Examples using a class which has __hash__ defined:
hash1 {<__main__.WithHash object at 0x7f139e5cd8b0>: 'Object'}
hash1 {<__main__.WithHash object at 0x7f139e5cd8b0>: 'String'}
hash2 {'Tony': 'String'}
hash2 {'Tony': 'Object'}

Examples using a class without __hash__ defined:
nohash1 {<__main__.NoHash object at 0x7f139e4b57f0>: 'Object'}
nohash1 {<__main__.NoHash object at 0x7f139e4b57f0>: 'Object', 'Tony': 'String'}
nohash2 {'Tony': 'String'}
nohash2 {'Tony': 'String', <__main__.NoHash object at 0x7f139e4b57f0>: 'Object'}

I hope that some of the rambels made sense, let me know what you think. Also thank you for open source package!

seperman commented 2 years ago

@matthewvanhoutte This is brilliant! Thanks for diving into this. Makes me wonder how the hashes dictionary in DeepHash should handle hash collisions.

  1. One way we could handle the hash collisions is to store the objects by their id in the hashes dictionary. In fact we do that for objects that are not hashable but we could extend that to all objects.

  2. Despite the goal of DeepHash to "hash objects based on their contents", we may just need to run the __hash__ function when it exists.

What do you think?

matthewvanhoutte commented 2 years ago

@seperman I think this both are great. Would we need to consider storage for point 1 as the same content could be stored multiple times? To be honest I think it would be negligible anyways.
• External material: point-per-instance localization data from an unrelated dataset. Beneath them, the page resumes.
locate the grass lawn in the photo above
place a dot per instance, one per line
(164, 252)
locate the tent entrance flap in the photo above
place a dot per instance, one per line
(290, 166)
It seems like the safest way to avoid hash collisions.

With regards to point 2 an extra parameter could deal with the need to run __hash__ if present and if the user does not want to use __hash__ then the DeepDiff object hash method is called to generate the hash value. This used in conjunction with point 1 should cover the hash collision issue, right?

seperman commented 2 years ago

@matthewvanhoutte Custom objects come with the __hash__ function but that doesn't mean the hash here provides any value for DeepHash:

>>> class A:
...     pass
...
>>> a=A()
>>> hash(a)
8774872643467

So I think we may have to make the user pass an explicit list of objects that their __hash__ needs to be called because of some custom implementation of the __hash__ function. Is that really useful? I have difficulty imagining people passing a list of their custom objects that need to be considered for this purpose.

matthewvanhoutte commented 2 years ago

@seperman Totally forgot that by default custom objects get __hash__ methods!! If I recall correctly, they do no return the same hash value when instantiated and like you say are not particularly useful DeepHash.

>>> class A:
...     pass
... 
>>> a = A()
>>> hash(a)
8778368913086
>>> b = A()
>>> hash(b)
8778368879496

I also have difficultly in imagining people passing a list of their custom objects to call or skip their custom hash method when hashing using DeepHash. It would make more sense for them to use their own method seeing as they have defined it. Should one be using DeepHash it would make more sense to me to ignore all __hash__ methods as is done already and potentially for those store based on ID like you said before to bypass the hash collision. I looked into this and found there would be some changes to the tests. I think it could cause compatibility issues for those that may retrieving content from the DeepHash result.

I do wonder if there are other cases that may result in hash collisions which we are unaware of. I suppose as an alternative we could add a warning / exception to catch the hash collision before it is overwritten. This way the user is highlighted to the fact that there is a hash collision and can deal with it in a manner that best suites them?

I also found my self in recursion depth heaven when thinking let me be smart and use DeepHash as my __hash__ method clearly forgetting that DeepHash calls __hash__ of the object when storing it in the hashes dict and I also defined my equality operator using the hash method which then resulted in further recursion. Happy to close this issue if you think there is no real advantages.